Yield per hectare ha-1: There was highly significant variation in garlic yield ha-1 due to the effect of different mulches (Fig. 5). Water hyacinth mulch gave the maximum (9.16 t ha-1) yield followed by black polyethylene (8.87 t ha-1), rice husk (8.44 t ha-1) and saw dust (8.20 t ha-1). Irrigated (4.65 t ha-1) and non-irrigated (3.50 t ha-1) controls were statistically similar. The lowest yield (1.67 t ha-1) was observed with transparent polyethylene mulches. The yield per hectare was statistically different in two cultivars (Fig. 6). The higher yield (7.14 t ha-1) was found in the exotic cultivar compared to in the local cultivar (5.56 t ha-1). The result obtained from the interaction between the varieties and different mulches were found to be significant (Fig. 5). The highest yield (10.29 t ha-1) was found in M1V2 followed by M2V2 (9.89 t ha-1), M1V1 (8.02 t ha-1) and M1V1 (7.84 t ha-1) were statistically similar. The lowest yield (1.22 t ha-1) was found in M3V1 interaction. Mulch induced yield increase of garlic was also reported by Baten et al. (1995) and Hossain (1996). A yield increase with the water hyacinth mulch may be attributed to soil moisture conservation, recycling of plant nutrients, entrapment of eolian materials and stimulation of microbial activity. The yield reduction by the application of the transparent polyethylene mulch may be due to the competition of the crop with weed that grew under it. The higher bulb yield in the exotic cultivar may be associated to its genetic character.

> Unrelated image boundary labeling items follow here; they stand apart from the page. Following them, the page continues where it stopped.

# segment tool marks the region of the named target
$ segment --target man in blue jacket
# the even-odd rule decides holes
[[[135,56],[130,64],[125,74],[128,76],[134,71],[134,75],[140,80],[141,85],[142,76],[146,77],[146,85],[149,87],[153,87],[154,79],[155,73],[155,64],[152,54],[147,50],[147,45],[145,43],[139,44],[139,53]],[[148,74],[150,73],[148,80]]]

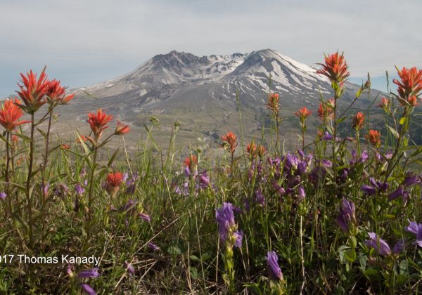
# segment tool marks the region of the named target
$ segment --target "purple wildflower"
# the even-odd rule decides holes
[[[306,197],[306,192],[305,192],[305,188],[303,185],[300,185],[298,189],[298,202],[302,201]]]
[[[295,155],[288,153],[286,155],[286,167],[289,169],[291,169],[292,168],[295,169],[298,167],[298,164],[299,159]]]
[[[89,294],[89,295],[96,295],[96,292],[95,291],[95,290],[94,289],[92,289],[92,287],[89,286],[88,284],[82,283],[79,284],[79,286],[81,286],[81,288],[82,288],[82,290],[84,290],[84,291],[85,293],[87,293],[87,294]]]
[[[233,212],[233,205],[231,203],[223,203],[223,206],[215,211],[215,218],[218,223],[218,231],[222,242],[226,242],[229,238],[229,235],[233,235],[231,238],[234,238],[234,244],[232,246],[242,247],[242,238],[243,232],[241,230],[236,230],[237,225],[234,221],[234,214]]]
[[[50,183],[46,183],[44,185],[43,185],[42,183],[39,185],[39,189],[41,192],[46,195],[49,195],[49,188],[50,188]]]
[[[307,162],[306,161],[300,161],[298,164],[298,173],[299,175],[304,174],[307,169]]]
[[[360,158],[359,158],[359,162],[361,163],[364,163],[369,158],[369,155],[368,155],[368,152],[364,150],[361,154]]]
[[[236,226],[231,203],[223,203],[223,206],[216,210],[215,218],[219,225],[220,239],[222,242],[224,242],[227,238],[229,228]]]
[[[241,230],[236,230],[233,233],[233,235],[236,237],[236,242],[234,242],[234,247],[241,248],[242,247],[242,239],[243,237],[243,232]]]
[[[417,223],[414,221],[409,221],[409,225],[404,228],[407,232],[411,232],[416,235],[416,240],[414,242],[413,244],[417,244],[422,247],[422,223]]]
[[[333,140],[333,136],[330,133],[328,133],[327,131],[325,132],[325,133],[324,133],[324,136],[322,136],[322,140],[327,141],[327,140]]]
[[[392,247],[392,253],[395,254],[398,254],[402,252],[404,249],[406,240],[404,239],[401,239],[397,241],[397,242]]]
[[[343,197],[341,202],[341,208],[338,216],[337,217],[337,223],[345,232],[349,232],[348,223],[350,221],[354,221],[354,203],[347,201]]]
[[[205,188],[210,186],[210,178],[206,171],[203,171],[199,176],[199,185],[202,188]]]
[[[73,277],[73,272],[72,271],[72,265],[68,264],[66,268],[66,273],[70,277]]]
[[[333,162],[328,159],[323,159],[321,162],[327,168],[331,168],[333,166]]]
[[[151,221],[151,217],[145,213],[139,213],[138,214],[138,216],[141,217],[146,222],[150,222]]]
[[[123,173],[123,176],[122,176],[122,180],[123,181],[126,181],[128,178],[129,178],[129,173],[127,172],[124,172]]]
[[[184,173],[184,175],[186,177],[191,175],[191,171],[189,170],[189,167],[187,166],[185,166],[184,169],[183,170],[183,172]]]
[[[411,186],[416,183],[419,183],[419,179],[418,176],[412,174],[407,174],[403,181],[403,185]]]
[[[77,277],[79,279],[84,277],[98,277],[100,275],[98,273],[98,268],[94,268],[91,270],[81,270],[77,273]]]
[[[347,180],[347,176],[349,176],[349,171],[348,171],[348,169],[343,169],[343,171],[341,173],[341,180],[343,181],[346,181]]]
[[[269,251],[267,253],[267,264],[269,276],[274,280],[283,280],[283,273],[279,266],[279,257],[274,251]]]
[[[58,197],[65,197],[68,192],[69,192],[69,188],[65,183],[59,183],[56,185],[56,188],[54,190],[54,195]]]
[[[274,188],[274,190],[276,190],[281,196],[283,196],[284,194],[286,194],[286,191],[284,190],[284,188],[283,188],[283,187],[281,187],[281,185],[280,185],[279,183],[277,183],[277,181],[274,180],[272,181],[271,184],[272,184],[272,186]]]
[[[133,195],[136,190],[136,184],[133,183],[127,187],[126,189],[126,193],[129,195]]]
[[[152,249],[154,251],[157,251],[159,250],[160,248],[158,247],[158,246],[157,246],[155,244],[149,242],[148,243],[148,247],[150,247],[151,249]]]
[[[378,241],[378,237],[375,232],[368,232],[368,235],[369,235],[369,240],[366,240],[365,241],[365,244],[373,249],[377,249],[381,255],[387,256],[391,254],[390,246],[388,246],[388,244],[387,244],[385,241],[381,237],[379,238]],[[380,246],[379,248],[378,246],[378,242]]]
[[[134,268],[133,266],[127,261],[124,261],[123,263],[123,268],[124,268],[124,269],[126,269],[131,275],[135,273],[135,269]]]
[[[77,183],[76,185],[75,185],[75,191],[80,196],[82,196],[82,195],[84,195],[84,192],[85,192],[85,189],[82,187],[82,185],[81,185],[79,183]]]
[[[265,199],[264,199],[264,195],[261,190],[255,190],[255,202],[262,206],[265,205]]]
[[[75,197],[75,206],[73,206],[73,211],[75,212],[79,211],[79,198],[77,196]]]

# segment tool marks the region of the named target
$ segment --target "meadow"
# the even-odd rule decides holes
[[[262,138],[245,142],[238,99],[241,131],[227,126],[218,157],[181,155],[179,122],[159,146],[157,117],[129,154],[130,127],[102,110],[87,114],[89,133],[53,138],[73,95],[45,69],[21,74],[18,98],[0,110],[0,291],[422,292],[422,147],[409,136],[422,70],[397,69],[394,88],[371,102],[383,133],[369,109],[338,110],[343,54],[317,72],[335,94],[294,114],[301,149],[284,150],[283,102],[269,91]],[[370,88],[368,79],[355,100]],[[313,133],[309,116],[320,120]]]

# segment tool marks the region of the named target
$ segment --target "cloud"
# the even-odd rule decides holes
[[[0,96],[19,72],[70,86],[120,75],[176,49],[202,55],[271,48],[307,64],[345,51],[352,74],[422,65],[418,0],[3,1]]]

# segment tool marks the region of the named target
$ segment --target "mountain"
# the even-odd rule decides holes
[[[353,100],[359,86],[346,83],[346,88],[339,100],[340,109]],[[127,74],[75,90],[77,98],[62,114],[82,122],[88,111],[101,107],[140,131],[143,122],[155,115],[167,133],[178,119],[182,138],[212,140],[228,131],[239,131],[238,91],[243,132],[260,138],[262,126],[269,124],[265,107],[269,90],[280,95],[282,135],[289,143],[291,139],[297,142],[293,112],[302,106],[316,111],[321,94],[333,96],[328,79],[317,74],[315,67],[274,50],[202,57],[173,51],[154,56]],[[354,107],[369,103],[367,98],[359,100]],[[314,117],[311,125],[317,124]]]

The result of the experiment revealed that different mulches and cultivars had significant effects on the growth and yield of garlic. However, transparent polythene mulch reduced the plant height and suppressed yield contributing characters of garlic. The exotic cultivar raised under water hyacinth mulch had highest yield (10.29 t ha-1). The present study indicates that the natural mulch, especially water hyacinth can be recommended for garlic cultivation. Moreover, the exotic cultivar has a potentiality to improve garlic production in Bangladesh. However, further trials in different garlic growing areas of Bangladesh are necessary before recommending the exotic cultivar in Bangladesh because its yield potential may be lost or decreased due to environmental effect.